Third batch of West Nile positive mosquitoes trapped in Ajax, Clarington and Oshawa


Published August 25, 2022 at 3:21 pm

The Durham Region Health Department has reported the third discovery of West Nile positive mosquitoes in Ajax, Clarington and Oshawa today.

Positive mosquitoes were first tested in Clarington and Oshawa on July 21, signaling the return of the virus to Durham Region this season. A month later on August 22, the Region announced they trapped yet more positive mosquitoes in Ajax.

Now all three of those municipalities are reporting newly discovered positive mosquitoes. In Clarington and Ajax the mosquitoes were discovered at the same sites they were found on July 21 and August 22.

In Oshawa however the mosquitoes were found in a new location. Durham Region did not specify where in the city they trapped the mosquitoes, only that is was in the north end.

The latest discovery brings the total up to six positive batches so far this year. “The Health Department cautions that with positive test results, it’s important for all Durham residents to take precautions against WNV by avoiding mosquito bites and removing standing water from their properties.”

West Nile virus is mosquito-borne and only spread via bites. A mosquito can bite a bird, pick up the virus and transfer it to people. It does not spread from person to person, nor can it jump from birds to people.

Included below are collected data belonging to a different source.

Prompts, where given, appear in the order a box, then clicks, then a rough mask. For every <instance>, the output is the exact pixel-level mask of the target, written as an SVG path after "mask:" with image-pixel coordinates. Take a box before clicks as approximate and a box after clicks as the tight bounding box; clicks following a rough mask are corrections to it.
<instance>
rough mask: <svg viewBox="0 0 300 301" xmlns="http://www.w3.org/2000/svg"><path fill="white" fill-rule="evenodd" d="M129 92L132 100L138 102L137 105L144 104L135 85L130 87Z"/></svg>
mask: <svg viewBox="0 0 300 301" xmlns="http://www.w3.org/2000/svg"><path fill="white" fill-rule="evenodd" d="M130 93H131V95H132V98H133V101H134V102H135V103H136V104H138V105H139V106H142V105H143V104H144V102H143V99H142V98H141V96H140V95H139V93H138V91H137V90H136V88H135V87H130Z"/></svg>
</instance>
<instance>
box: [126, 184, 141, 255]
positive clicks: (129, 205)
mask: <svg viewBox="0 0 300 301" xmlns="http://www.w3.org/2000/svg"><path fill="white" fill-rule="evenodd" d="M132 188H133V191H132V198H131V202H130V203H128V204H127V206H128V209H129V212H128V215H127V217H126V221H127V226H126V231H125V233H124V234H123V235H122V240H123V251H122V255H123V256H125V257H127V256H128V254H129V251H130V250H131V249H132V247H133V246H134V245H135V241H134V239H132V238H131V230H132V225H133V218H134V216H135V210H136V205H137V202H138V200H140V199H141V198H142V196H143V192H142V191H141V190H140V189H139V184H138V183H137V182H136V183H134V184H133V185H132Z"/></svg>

West Nile is the leading cause of mosquito-borne disease in North America, spread via bites from infected insects. According to CDC data, most infected with West Nile will feel no symptoms.

However, around one fifth of infected people will experience a fever and other symptoms such as; headache, body aches, joint pains, vomiting, diarrhea, or a rash. Most recovery quickly, but in some cases fatigue and weakness can last for weeks or months.

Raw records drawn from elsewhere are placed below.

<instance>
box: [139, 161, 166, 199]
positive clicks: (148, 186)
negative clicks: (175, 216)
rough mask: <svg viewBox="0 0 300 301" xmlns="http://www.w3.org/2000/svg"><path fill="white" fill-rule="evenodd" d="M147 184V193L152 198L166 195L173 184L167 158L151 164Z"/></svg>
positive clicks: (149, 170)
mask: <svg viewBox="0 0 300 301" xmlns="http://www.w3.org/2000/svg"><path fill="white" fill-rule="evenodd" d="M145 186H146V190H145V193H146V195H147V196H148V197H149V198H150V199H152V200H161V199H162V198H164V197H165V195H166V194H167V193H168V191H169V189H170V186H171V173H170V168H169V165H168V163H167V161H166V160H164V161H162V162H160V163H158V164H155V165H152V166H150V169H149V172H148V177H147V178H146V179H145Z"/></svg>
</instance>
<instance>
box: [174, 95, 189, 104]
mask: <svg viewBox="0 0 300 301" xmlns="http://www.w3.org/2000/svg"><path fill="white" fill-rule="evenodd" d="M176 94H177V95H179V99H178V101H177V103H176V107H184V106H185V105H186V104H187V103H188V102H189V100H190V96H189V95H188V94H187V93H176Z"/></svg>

In about 1 in every 150 infected people (.6 percent) symptoms can become serious and potentially deadly. Infections in these cases develop severe illness including encephalitis, swelling of the brain, or meningitis, swelling of the membranes around the brain and spinal cord.

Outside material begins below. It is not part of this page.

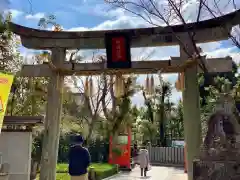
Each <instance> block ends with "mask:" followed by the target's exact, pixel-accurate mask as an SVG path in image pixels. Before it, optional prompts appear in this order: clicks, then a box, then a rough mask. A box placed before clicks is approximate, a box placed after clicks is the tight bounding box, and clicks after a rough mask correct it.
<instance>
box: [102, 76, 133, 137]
mask: <svg viewBox="0 0 240 180" xmlns="http://www.w3.org/2000/svg"><path fill="white" fill-rule="evenodd" d="M119 76H120V77H119ZM119 78H121V79H122V81H121V82H122V85H123V86H121V87H120V88H121V91H122V94H120V95H119V96H118V95H117V94H116V93H115V92H114V84H115V83H116V80H117V79H119ZM102 80H103V82H104V87H103V89H104V92H105V93H104V95H105V97H107V93H106V92H107V91H106V90H107V88H108V87H109V96H110V100H111V103H110V105H111V108H109V107H108V105H107V103H106V98H103V99H102V107H103V113H104V116H105V118H106V120H107V123H108V124H109V126H108V128H109V130H108V136H110V135H112V136H115V135H117V133H118V132H120V131H124V130H125V129H126V127H131V126H132V123H133V121H134V119H135V118H133V115H134V113H135V112H134V110H133V107H132V106H131V99H130V97H131V96H133V95H134V94H135V93H136V91H137V88H136V77H135V76H131V75H130V76H128V77H126V76H125V77H124V76H121V75H117V76H116V78H115V79H114V77H113V76H106V75H104V74H103V76H102ZM114 80H115V82H114ZM115 90H116V91H117V88H116V89H115Z"/></svg>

While the risk of infection, and therefore extreme reactions, remains low, the Region offered some advice to avoid it;

  • “wear shoes, socks, and light-coloured clothing, including long sleeve tops and full-length pants when outside, especially at dusk or dawn when mosquitoes are most active.
  • Use insect repellent containing DEET or Picaridin on exposed skin, following Health Canada’s safety tips on using personal insect repellents.
  • Remove standing water from your property where mosquitoes can breed.
  • Ensure that window and door screens are in good repair to prevent mosquitoes from entering your home.”